Salem: Place, Myth and Memory

"Salem as Crime Scene," in Salem: Place, Myth and Memory, edited by Nancy Schultz and Dane Morrison, Salem State College. (Northeastern University Press, April 2004.)

 

 

My latest essay “Salem as Crime Scene” appears in the anthology Salem: Place, Myth and Memory, edited by Nancy Schultz and Dane Morrison of Salem State College. (Northeastern University Press, publisher.) The collection includes over a dozen different perspectives on what makes Salem unique, and the nature of its role in the American experience.

“Salem as Crime Scene” looks at this town from a mystery writer’s point of view. It covers a multitude of crimes throughout its history - some notorious, some obscure, some poignant, some bizarre. But at the heart of each there is a story that is uniquely Salem. The essay wrestles with the question: Why do so many writers exploit this setting for their stories? Is murder more sinister when committed here? Why do real crimes here seem to resonate with Salem’s dark past?

Excerpts from Salem as Crime Scene

[from the 1830 murder of Captain Joseph White:]

The house on the corner, a magnificent brick building at 128 Essex, was commissioned in 1804 by John Gardner. This house is considered to be one of Salem architect Samuel McIntyre’s finest Federalist style homes. From the Corinthian columns framing the front door to the “reclining figure of Plenty with her cornucopia and attendant cherub” carved on an upstairs mantel, the site is an architectural treasure. It also happens to be one of Salem’s most notorious crime scenes.

Atrocious Assassination

The painful duty devolves upon us of announcing, that in our peaceful town, which we had hitherto believed to be secure from the midnight assassin, and those crimes of the deepest die which have occasionally stained the annals of European nations, and of some parts of our own country, a MURDER has been perpetrated so horrible and atrocious, that we should in vain search the records of crime in any country for a case exceeding it in enormity.

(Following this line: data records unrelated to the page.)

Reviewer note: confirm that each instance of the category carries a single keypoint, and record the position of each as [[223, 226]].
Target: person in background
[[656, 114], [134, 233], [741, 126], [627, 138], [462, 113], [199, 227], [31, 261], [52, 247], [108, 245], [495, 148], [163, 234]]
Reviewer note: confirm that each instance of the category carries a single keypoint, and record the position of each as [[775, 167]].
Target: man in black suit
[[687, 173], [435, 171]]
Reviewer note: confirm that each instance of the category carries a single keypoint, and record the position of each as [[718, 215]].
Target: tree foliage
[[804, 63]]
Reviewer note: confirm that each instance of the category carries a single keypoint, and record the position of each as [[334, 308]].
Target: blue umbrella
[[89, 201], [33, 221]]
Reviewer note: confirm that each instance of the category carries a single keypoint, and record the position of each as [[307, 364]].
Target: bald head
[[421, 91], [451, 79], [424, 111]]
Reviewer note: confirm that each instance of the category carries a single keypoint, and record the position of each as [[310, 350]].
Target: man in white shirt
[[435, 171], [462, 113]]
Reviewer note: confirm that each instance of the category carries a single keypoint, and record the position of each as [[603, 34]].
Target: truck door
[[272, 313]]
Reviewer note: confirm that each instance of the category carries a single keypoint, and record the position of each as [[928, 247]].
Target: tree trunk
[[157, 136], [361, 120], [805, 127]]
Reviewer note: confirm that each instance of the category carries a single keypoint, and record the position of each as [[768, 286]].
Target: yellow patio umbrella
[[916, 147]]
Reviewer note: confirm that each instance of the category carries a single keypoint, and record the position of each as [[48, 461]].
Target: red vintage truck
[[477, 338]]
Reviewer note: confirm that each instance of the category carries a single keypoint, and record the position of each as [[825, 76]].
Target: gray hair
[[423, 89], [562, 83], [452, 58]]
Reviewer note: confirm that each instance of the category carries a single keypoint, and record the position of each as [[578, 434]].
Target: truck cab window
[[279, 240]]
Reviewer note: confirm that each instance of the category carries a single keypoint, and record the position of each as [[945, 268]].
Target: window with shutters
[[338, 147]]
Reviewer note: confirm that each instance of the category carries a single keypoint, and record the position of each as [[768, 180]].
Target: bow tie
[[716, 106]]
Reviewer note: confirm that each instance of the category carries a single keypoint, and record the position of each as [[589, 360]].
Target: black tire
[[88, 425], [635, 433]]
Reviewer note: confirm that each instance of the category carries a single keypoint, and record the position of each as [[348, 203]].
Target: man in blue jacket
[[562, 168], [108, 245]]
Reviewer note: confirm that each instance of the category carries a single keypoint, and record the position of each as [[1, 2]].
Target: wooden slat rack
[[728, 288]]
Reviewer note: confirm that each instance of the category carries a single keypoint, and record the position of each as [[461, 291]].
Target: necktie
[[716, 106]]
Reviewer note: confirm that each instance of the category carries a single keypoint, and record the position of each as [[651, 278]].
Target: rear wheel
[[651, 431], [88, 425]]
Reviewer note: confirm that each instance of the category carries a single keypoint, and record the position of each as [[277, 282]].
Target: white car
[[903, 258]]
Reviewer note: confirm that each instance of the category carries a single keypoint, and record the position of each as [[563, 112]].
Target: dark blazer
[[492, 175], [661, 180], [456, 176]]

-- Salem Gazette, 9 April, 1830


[from the 1941 murder of Frances Cochran:]

At one point in the investigation, Salem police rounded up a group of middle-aged men who called themselves the Triggers. Apparently this was a loose association of local gentlemen who hung around the woods off Swampscott Road to spy on couples having sex. Sometimes called the Creepers or Ghosters, they would often meet later to compare observations. Many of them had been going down there for years, lurking around the area as early as the 1920’s.

A 1941 police report entitled “Triggers, Ghosters and Creepers Night at the Salem Police Station” documented the interviews and included details of the activities in the woods during the period when Frances was missing. The Triggers knew the area intimately. One man was a draughtsman and drew police a detailed map of the paths, terrain, and “good observation posts.”

The men insisted they were doing nobody any harm by their peeping Tom activities. They explained they would “rather do that than hang around Lynn and go into a barroom and drink and cause people trouble.” The Triggers also happily provided the investigators with details of their past observations. “Saw one guy with a cow once. Trying to make connections.” The police took it all down. Although they had seen all sorts of things down off Swampscott Road, none of the Triggers had seen Frances Cochran, dead or alive.